Purpose of Observation
The fundamental purpose of classroom observation is to improve student outcomes by improving the instructional prowess of the teacher. A secondary purpose of observation is to perform an investigation into possible inequities in instruction among different groups of students. This allows teachers and researchers to identify biases in how different groups of students are treated based on their gender, socio-economic standing, or other differentiating factors to help eliminate them. A final purpose is to provide researchers with information on current educational practices and to identify instructional problems.
There are many different ways for an observer to effectively perform an observation. Some utilize homegrown in-house methods while others deploy nationally recognized models created by educational experts and further validated by research-based data. It really depends on the standard operating procedures of the school and the person performing the observation in which methods are used in a specific circumstance.
Good classroom observation will contain most or all of the following elements:
- a stated purpose for the observation
- a specific observational focus
- operational definitions of all the observed behaviors
- training procedures for observers
- an observation schedule
- a setting
- a unit of time
- a method to record the data
- a method to process and analyze data
Traditionally, all classroom observations were performed in person. Technology is now regularly being used to make the process more accessible and effective. The ubiquity of smartphones and tablets that have high-quality recording devices have made the video recording of classroom performances not only possible but easy and cost-effective. There are also subscription-based online services that are capable of providing another level of observational functionality and data analytics that are difficult to reproduce using the more traditional face-to-face observation and paper recording methods.

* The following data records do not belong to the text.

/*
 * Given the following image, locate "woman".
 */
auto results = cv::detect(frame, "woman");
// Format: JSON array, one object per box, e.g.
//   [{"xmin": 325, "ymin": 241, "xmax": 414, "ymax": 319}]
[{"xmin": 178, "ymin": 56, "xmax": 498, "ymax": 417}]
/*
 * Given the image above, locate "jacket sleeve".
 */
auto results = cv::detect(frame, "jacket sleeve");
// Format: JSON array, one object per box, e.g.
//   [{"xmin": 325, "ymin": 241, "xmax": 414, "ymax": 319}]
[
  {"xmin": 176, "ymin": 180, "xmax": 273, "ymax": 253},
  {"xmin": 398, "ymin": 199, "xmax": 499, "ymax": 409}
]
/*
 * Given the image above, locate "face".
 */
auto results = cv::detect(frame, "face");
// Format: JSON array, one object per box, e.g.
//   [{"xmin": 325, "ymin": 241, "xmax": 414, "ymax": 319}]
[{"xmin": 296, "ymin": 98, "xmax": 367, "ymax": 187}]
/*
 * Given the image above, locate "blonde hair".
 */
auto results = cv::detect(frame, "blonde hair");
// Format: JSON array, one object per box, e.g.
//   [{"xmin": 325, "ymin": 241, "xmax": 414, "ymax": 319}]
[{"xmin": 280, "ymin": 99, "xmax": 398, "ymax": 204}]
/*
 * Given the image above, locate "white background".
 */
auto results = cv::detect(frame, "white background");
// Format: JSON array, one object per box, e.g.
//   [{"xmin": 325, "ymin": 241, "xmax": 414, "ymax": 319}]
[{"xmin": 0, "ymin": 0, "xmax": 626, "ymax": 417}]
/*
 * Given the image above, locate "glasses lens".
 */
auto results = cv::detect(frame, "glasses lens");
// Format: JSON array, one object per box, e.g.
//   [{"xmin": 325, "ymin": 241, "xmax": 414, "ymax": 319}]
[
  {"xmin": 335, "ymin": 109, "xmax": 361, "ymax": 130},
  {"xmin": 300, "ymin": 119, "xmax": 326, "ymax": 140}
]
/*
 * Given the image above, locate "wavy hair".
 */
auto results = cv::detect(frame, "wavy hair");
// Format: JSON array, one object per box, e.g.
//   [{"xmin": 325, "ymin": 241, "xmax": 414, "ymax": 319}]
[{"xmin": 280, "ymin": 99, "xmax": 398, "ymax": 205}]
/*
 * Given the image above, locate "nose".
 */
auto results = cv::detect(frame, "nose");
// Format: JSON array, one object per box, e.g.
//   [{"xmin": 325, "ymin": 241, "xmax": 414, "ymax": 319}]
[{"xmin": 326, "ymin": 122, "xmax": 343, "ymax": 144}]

Checklists, charts, rating scales, and narrative descriptions are examples of observational techniques that have proven to be effective ways of examining a teacher in action. However, the most prevalent procedure for systematic observation is the use of interactive coding systems. The reason they are used so often is that they allow the observer to document almost everything that happens between the teacher and their students during the observation. They are a widely used tool because they are objective and they are designed in a way that helps keep the observer’s personal judgments or inferences from skewing the data collected over the course of the observation. Interactive coding systems can readily identify and capture specific and easily identifiable behaviors in a way that lends the data to easy coding and categorization which is especially helpful for analyzing the data and providing the teacher with objective feedback.